Despite the wet weather this spring, summer is going to get here eventually.  Fire season is an annual reality in eastern Washington, requiring firefighters and residents to be on heightened alert for the threat of wildfire throughout the summer and fall.

Each year, wildfires consume hundreds of homes in the Wildland/Urban Interface (WUI). Studies show that as many as 80% of the homes lost to wildfires could have been saved if home-owners had followed a few simple fire-safe practices. In addition, wildfire-related deaths occur because people wait until too late to leave their home and evacuate the area.

Fire departments take every precaution to help protect you and your property from wildfire. However, the reality is that in a major wildfire, there will simply not be enough fire engines or firefighters to defend every home. Successfully preparing for a wildfire requires you to take personal responsibility for protecting yourself, your family and your property.
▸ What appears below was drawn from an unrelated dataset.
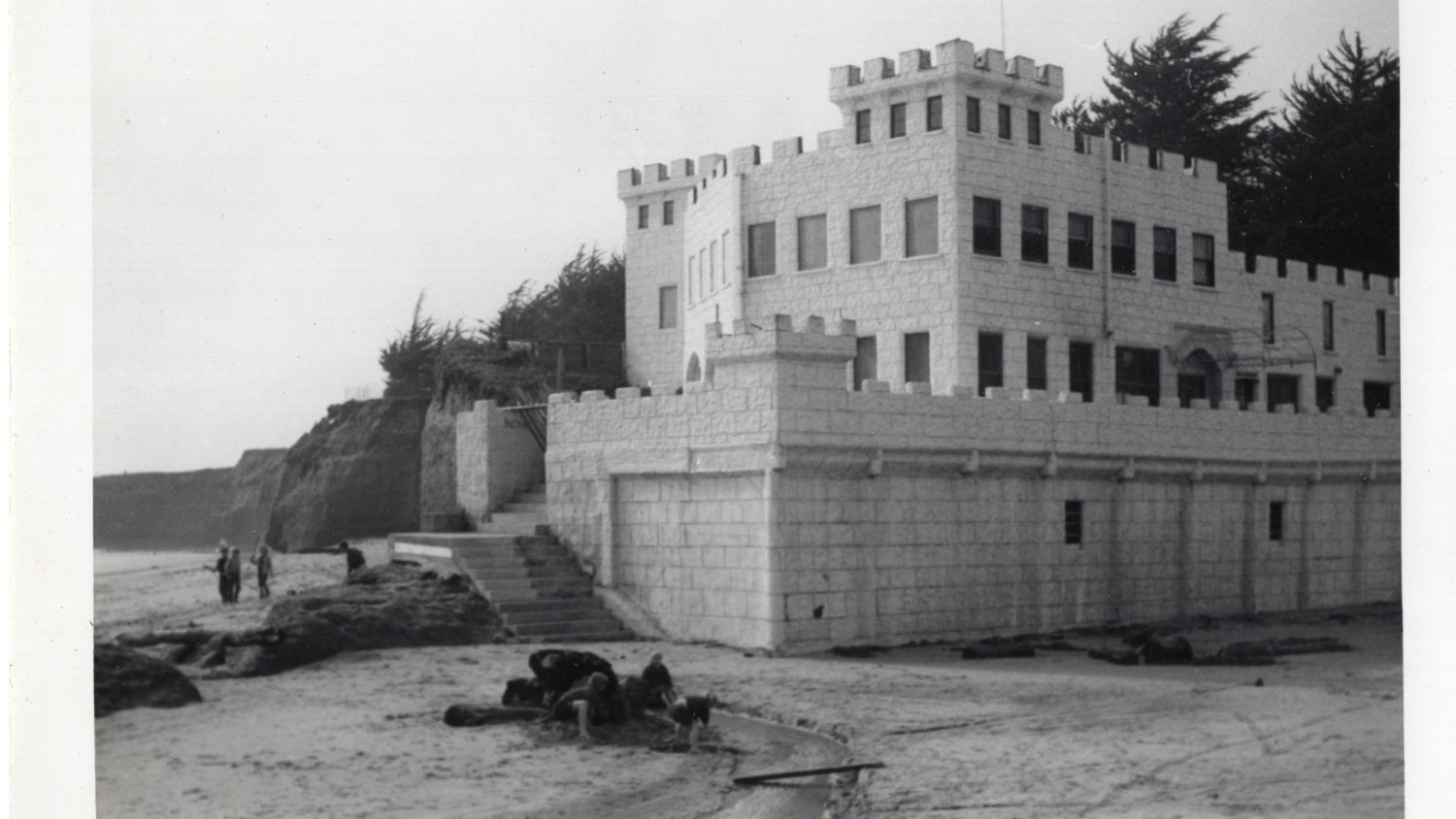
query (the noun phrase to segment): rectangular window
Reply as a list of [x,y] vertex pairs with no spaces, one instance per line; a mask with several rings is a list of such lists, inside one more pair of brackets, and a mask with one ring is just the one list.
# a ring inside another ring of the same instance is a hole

Ready, Set, Go is an effort to furnish you the tips and tools you need to prepare and be successful.  Fire is, and always has been, a natural occurrence in the inland Northwest.  Our grassy meadows, brush-covered hills, canyons and forests burned periodically long before we built homes there. Wildfires, fueled by a build-up of dry vegetation and driven by seasonal hot, dry winds, are extremely dangerous and impossible to control. However, many residents have built their homes and landscaped without fully understanding the impact a fire could have on them, and few have adequately prepared their families for a quick evacuation.
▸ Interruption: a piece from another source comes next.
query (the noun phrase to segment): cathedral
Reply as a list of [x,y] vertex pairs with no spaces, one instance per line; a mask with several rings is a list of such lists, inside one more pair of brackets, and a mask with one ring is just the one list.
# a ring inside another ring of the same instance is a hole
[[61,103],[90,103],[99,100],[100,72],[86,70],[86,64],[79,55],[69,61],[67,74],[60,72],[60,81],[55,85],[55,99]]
It’s not a question of ‘if’ but ‘when’ the next major wildfire will occur.  That’s why the most important person in protecting your life and property is not the firefighter, but you. Through advance planning and preparation, we can all be ready for wildfire. We hope you find the information at helpful in creating heightened awareness and a more fire-safe environment for you and your family.


From → Preparedness

  1. Thank you for your response. I checked out the linked website and they don’t seem to have any information for Connecticut and New England, not to say that wildfires don’t happen in this area. I am going to contact my local fire department soon because I have questions about fireworks safety. We have a big festival in town and I want to spread the message about staying safe. Do you know anything about fires caused my transformers? The fire that I was in they believe that there was a correlation between the transformer sparking and the fire, except the fire report was inconclusive. I am debating about contacting an attorney because I don’t have real evidence yet, just some potential witnesses. Thank you for help and I will talk to you soon.

  2. Thank you for this article. The word needs to get out about about fire prevention. Are wildfires likely in the New England area or mainly elsewhere? I never really thought about it because I have never heard any news about wildfires in my area.

    • I’ve not fought any fires in New England but I’ve been in classes with firefighters from your area. My understanding is that your primary wildland fuel type is hardwood litter with a brush understory. This presents a different fire from what we typically fight here in the inland Northwest (predominantly Lodgepole and Ponderosa Pine with grass and brush understory). I recommend you start by contacting your local fire department regarding wildland fire prevention. You can also contact your state forestry agency or the US Forest Service in your area. You can also check on the internet to see what wildfire preparation programs are available in your area.